Это — первый и самый главный постулат, все остальное производно, вторично. При этом понятие производительных сил общества оставляется лишь интуитивно ясным, а его дискурсивное уточнение не проводится. Попытки такого уточнения стали делаться уже после победоносного шествия этой теории и они столкнулись со значительными трудностями. «Самое замечательное в этой доктрине, — писал критик марксизма, австрийский экономист Л. Мизес, — в ней не дано определение основного понятия — материальных производительных сил. Маркс нигде не говорит нам, что он имеет в виду, когда ссылается на материальные производительные силы. Мы должны вывести это из редких исторических иллюстраций его доктрины. Самый откровенный из этих случайных примеров можно найти в его книге «Нищета философии», опубликованной в 1847 г. на французском языке. Читаем: Ручная мельница дает вам общество с сюзереном во главе, паровая мельница — общество с промышленным капиталистом» [9]. Замечание Мизеса, в принципе, правомерно, но оно не достигает цели.
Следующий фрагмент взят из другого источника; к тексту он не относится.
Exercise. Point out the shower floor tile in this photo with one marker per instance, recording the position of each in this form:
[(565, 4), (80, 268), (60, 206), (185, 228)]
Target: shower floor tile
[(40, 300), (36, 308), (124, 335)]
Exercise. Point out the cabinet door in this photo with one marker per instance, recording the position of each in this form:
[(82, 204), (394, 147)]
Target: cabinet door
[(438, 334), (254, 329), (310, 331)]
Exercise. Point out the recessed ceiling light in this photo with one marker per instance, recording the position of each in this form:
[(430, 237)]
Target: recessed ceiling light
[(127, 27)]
В любой научной теории ее исходные понятия и постулаты зачастую принимаются без доказательств и строгих определений — как интуитивно очевидные и интуитивно ясные. Именно так обстоят дела не только в «Началах» Евклида или в «Началах» Ньютона, но и в теории Дарвина, в которой тоже не объясняется досконально, что такое «наследственность», «изменчивость» и «естественный отбор» — все это принимается как интуитивно ясное. Требование предварительного четкого формального (дискурсивного) определения исходных понятий равносильно, как установил Аристотель, запрету на теоретическое мышление вообще. Никакая теория никогда не будет построена, если требовать изначально формально коррект-

ного определения ее исходных понятий и доказательства ее аксиом (постулатов); они должны быть просто приняты как интуитивно ясные. И точно так же дело обстоит и с первым постулатом теории Маркса (как и со всеми остальными ее постулатами).
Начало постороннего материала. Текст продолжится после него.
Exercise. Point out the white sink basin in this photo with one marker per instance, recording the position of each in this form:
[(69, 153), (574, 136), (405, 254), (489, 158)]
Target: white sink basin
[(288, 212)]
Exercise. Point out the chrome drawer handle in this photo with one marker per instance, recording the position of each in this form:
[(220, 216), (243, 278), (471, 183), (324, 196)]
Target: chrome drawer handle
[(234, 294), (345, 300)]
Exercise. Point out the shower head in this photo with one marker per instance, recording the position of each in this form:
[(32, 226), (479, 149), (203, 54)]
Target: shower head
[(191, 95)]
Второй же постулат этой теории заключается в том, что социальные порядки (правила, по которым живет общество) небезразличны к росту его производительных сил, а могут либо тормозить его, либо ускорять, будучи при этом склонными к консервативности, неподатливости к изменениям. Поэтому рано или поздно в обществе прогрессирующее развитие производительных сил неизбежно «натыкается» на сдерживающие его рамки, мешающие их дальнейшему прогрессу. Но почему же общественные порядки не могут изменяться в соответствии с прогрессирующим развитием производительных сил? Ведь ясно же, что это было бы наилучшим выходом для всего общества и выгодно всем? На этот вопрос отвечает третий постулат марксизма , гласящий, что в обществе всегда есть господствующие классы, которым выгодны именно старые, а не новые порядки, поскольку их собственное господство и основано именно на старых порядках.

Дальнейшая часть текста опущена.